Nights like tonight leave me lost for words—a rare thing for me. A blend of emotions intertwine with a thread of pride, as I watch my kids grow up. For Alicia, who is doing fifth year high school next year, this is Prom night, even though she is not graduating until next year. She looks beautiful. She has become a young woman, leaving far behind the days when I dressed her in frilly little girl dresses and did a ‘fountain’ pony tail on top of her head.
Where does the time go? It is bittersweet. I never thought I would say that, being someone who loves the moment, looks to the future and embraces the past only as a fond memory, seldom with regret. Something happens when I see my little girl, now a wise young woman, with the gentleman she loves. He adores her too… and I realize it is another ‘phase’ of releasing her into independence. All in all it is a good thing and I’m excited for her future.
Tonight is also Bryan’s grade 8 graduation. He is a handsome, young gentleman, considerably taller than me, and has a great sense of humour. His sisters decided how he should dress for grad and, much to my surprise, he took their advice. (And looked great!) I spent several hours shopping with him several weeks ago, with no luck. Today we gave it one more shot and, less than an hour into the expedition, we had his outfit!

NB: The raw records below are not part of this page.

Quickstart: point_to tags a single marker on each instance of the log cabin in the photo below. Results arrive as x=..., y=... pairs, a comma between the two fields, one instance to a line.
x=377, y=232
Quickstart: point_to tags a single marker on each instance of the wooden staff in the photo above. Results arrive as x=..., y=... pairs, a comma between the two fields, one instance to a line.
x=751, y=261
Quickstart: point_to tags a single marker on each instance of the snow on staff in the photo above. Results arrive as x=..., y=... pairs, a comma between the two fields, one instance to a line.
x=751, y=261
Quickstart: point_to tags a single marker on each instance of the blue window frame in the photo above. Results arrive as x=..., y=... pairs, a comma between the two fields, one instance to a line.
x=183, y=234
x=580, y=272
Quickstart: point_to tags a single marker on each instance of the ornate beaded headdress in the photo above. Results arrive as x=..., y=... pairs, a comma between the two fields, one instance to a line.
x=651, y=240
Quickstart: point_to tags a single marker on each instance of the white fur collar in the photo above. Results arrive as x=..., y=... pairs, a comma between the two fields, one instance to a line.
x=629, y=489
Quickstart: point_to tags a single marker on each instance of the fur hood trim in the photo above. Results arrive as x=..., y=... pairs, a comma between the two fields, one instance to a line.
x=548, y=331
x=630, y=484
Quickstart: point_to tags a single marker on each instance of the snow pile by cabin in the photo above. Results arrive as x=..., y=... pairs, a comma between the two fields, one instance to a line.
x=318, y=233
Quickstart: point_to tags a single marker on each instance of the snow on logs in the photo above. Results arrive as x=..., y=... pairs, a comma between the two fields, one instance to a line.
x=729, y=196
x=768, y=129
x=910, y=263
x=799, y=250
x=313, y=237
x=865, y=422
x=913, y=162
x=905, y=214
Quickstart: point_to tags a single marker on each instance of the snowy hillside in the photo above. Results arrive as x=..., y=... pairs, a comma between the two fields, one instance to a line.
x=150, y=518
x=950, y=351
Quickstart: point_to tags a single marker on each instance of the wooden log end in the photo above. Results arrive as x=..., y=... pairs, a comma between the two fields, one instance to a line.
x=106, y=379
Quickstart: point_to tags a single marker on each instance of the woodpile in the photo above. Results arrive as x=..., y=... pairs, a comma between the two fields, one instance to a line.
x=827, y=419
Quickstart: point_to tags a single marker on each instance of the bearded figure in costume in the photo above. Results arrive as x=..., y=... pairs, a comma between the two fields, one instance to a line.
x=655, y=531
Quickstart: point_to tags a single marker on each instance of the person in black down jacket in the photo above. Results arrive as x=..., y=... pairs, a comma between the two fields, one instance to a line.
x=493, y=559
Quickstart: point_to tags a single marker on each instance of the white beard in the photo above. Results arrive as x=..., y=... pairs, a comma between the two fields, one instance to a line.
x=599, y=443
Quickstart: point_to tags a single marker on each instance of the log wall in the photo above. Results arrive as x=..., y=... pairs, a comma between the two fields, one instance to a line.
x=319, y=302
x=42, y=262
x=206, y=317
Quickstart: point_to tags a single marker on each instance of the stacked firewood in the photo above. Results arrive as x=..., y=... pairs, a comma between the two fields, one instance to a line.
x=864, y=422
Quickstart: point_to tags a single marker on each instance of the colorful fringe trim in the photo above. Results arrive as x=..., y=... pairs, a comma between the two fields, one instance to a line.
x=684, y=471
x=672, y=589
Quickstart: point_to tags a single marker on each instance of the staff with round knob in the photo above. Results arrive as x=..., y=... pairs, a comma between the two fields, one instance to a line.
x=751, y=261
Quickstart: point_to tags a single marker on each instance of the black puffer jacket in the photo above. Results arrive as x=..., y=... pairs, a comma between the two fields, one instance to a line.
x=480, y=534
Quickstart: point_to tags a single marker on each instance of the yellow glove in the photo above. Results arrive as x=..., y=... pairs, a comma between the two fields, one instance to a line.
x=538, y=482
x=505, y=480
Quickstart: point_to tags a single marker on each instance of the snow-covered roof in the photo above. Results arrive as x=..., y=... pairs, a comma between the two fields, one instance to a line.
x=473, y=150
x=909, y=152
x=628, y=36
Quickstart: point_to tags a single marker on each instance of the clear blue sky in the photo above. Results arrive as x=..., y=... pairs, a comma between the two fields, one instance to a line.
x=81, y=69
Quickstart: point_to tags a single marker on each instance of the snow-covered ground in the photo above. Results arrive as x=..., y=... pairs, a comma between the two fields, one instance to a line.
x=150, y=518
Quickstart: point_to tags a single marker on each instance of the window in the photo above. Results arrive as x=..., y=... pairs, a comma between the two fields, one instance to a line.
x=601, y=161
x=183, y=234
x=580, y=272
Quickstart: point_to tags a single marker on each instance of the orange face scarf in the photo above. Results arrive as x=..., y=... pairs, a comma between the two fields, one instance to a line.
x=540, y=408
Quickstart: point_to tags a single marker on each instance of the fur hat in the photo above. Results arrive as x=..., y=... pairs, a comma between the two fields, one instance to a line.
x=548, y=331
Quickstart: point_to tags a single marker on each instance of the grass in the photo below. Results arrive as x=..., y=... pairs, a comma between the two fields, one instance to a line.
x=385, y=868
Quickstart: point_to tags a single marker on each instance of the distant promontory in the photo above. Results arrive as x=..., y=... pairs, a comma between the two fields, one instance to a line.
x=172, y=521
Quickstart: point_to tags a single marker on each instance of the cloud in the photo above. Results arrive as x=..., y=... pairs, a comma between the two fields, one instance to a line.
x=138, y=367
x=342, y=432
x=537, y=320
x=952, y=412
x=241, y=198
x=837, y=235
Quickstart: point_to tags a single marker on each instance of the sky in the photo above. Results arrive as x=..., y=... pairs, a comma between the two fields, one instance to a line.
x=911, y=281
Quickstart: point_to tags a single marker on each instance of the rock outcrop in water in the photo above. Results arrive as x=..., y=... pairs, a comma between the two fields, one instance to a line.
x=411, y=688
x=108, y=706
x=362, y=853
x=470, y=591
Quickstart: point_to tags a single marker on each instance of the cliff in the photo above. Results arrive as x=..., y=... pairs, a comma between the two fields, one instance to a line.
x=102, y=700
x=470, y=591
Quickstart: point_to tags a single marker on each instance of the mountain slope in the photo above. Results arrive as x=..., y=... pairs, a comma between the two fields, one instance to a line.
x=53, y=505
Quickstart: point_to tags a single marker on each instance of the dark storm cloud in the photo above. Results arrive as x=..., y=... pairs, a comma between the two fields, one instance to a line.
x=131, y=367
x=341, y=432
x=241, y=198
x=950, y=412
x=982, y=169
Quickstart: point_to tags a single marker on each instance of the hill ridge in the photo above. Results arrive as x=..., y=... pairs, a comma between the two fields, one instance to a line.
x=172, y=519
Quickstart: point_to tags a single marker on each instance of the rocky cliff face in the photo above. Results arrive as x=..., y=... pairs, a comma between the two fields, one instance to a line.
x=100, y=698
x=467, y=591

After grad ceremonies the school always has a dance, beginning with a father-daughter, and mother-son dance. During the dance with Bryan, we talked about high school—he brought it up. I told him how proud I am of him. He is my son and that is all that is required to make him shine in my eyes, in my heart. I encourage him to succeed, not to make him more acceptable, but to launch him into the best future possible, to make the dreams God has planted in him come true for him. It was a pretty sweet dance
These milestones undoubtedly make us, as parents, stop and ask, “Have I done all that I could do?” And, inevitably, the answer is, ‘No, I’ve fallen short.” At least I know I have fallen short. I make silent vows for the future, vows I won’t take lightly. And in these moments I’m always tempted to slip into regret, to dwell on the things I should have done….
For tonight, I leave regrets behind and rest, knowing God holds my children in His heart. He has a good plan for their lives and will redeem our imperfect parenting. I thank God that He was always there for me and I can trust Him with my children.